4. How do you think we might encourage researchers in the MRI community to contribute more open-source code along with their research papers?

We think this is really a question for academic institutions. In our country, being a regular contributor to or maintainer of a given software, even if it is used by hundreds of researchers worldwide, has a very little added value for your CV, which is evaluated mostly in terms of your number of publications in JCR journals or citations received. Coding (and, above all, maintaining) software is really time consuming, and it is not properly recognized. Consequently, researchers are not motivated to invest time in this very important activity.

Questions about the specific reproducible research habit

1. How does dMRI-Lab fit into the larger landscape of diffusion MRI software tools?

We do not claim that it can substitute or compete with any other software solution.

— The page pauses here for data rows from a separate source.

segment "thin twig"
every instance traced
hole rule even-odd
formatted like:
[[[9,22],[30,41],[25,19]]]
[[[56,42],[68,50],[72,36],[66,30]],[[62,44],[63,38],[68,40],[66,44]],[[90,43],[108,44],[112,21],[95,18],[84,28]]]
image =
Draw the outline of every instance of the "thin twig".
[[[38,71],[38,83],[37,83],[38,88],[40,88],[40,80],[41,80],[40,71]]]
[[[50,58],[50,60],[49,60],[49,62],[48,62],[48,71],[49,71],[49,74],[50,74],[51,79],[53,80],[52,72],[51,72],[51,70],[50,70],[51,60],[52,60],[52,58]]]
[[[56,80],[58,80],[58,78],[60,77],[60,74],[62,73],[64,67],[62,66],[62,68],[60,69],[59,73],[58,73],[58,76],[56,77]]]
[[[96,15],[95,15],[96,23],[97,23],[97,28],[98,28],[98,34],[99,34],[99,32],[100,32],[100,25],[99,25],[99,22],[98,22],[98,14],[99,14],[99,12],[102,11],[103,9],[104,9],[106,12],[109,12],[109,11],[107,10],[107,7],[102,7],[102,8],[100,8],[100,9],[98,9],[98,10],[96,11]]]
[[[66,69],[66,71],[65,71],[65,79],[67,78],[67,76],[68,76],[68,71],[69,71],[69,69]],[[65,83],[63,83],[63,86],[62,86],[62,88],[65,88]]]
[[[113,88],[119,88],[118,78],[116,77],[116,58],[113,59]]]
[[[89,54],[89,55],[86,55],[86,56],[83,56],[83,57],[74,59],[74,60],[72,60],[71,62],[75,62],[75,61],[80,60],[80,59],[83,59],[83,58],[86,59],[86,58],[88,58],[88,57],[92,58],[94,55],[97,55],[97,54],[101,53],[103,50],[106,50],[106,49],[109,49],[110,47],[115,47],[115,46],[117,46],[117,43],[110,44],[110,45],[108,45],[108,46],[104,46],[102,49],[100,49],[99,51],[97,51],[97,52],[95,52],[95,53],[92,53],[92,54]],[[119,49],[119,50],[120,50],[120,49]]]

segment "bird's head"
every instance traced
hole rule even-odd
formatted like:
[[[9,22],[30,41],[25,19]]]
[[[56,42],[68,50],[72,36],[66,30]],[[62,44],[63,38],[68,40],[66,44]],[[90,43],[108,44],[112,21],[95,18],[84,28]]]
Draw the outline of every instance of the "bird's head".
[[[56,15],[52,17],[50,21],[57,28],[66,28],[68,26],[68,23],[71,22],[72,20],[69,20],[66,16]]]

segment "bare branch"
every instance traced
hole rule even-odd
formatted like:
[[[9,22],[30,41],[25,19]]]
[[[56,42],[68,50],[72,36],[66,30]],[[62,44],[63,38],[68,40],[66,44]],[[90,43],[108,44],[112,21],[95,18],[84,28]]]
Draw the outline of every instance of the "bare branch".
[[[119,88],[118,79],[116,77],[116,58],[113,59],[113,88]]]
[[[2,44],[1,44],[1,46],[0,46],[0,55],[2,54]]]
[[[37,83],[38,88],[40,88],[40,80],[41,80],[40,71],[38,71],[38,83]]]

Our aim, with the methods we have developed, is to complement these other tools, so that interested researchers can try and test different processing pipelines and choose the most appropriate one for their needs, without being conditioned by software availability.

Screenshot of one of the demos provided with dMRI-Lab.

2. What questions did you ask yourselves while you were developing the code that would eventually be shared?

The most recurrent question was whether we should develop an easy-to-use code aimed at end users, fixing most of the design degrees of freedom and algorithm parameters to default values, or instead keep the code as flexible as possible, so that other researchers working on image processing might further develop and improve on our methods. In other words, the aspect we wondered about most was the target users of our software.

3. What advice do you have for people that want to develop and maintain a long-term software project like dMRI-Lab?

Document the code and take the time to write detailed help on your functions/modules/ methods/commands. Do not simply direct the user to your paper in order to find out how to use the software.

4. Are there any other reproducible research habits that you didn’t use for this paper but might be interested in trying in the future?

Yes, sharing scripts that can exactly reproduce the results included in the paper; however, this is not always possible due to the use of data that cannot be shared.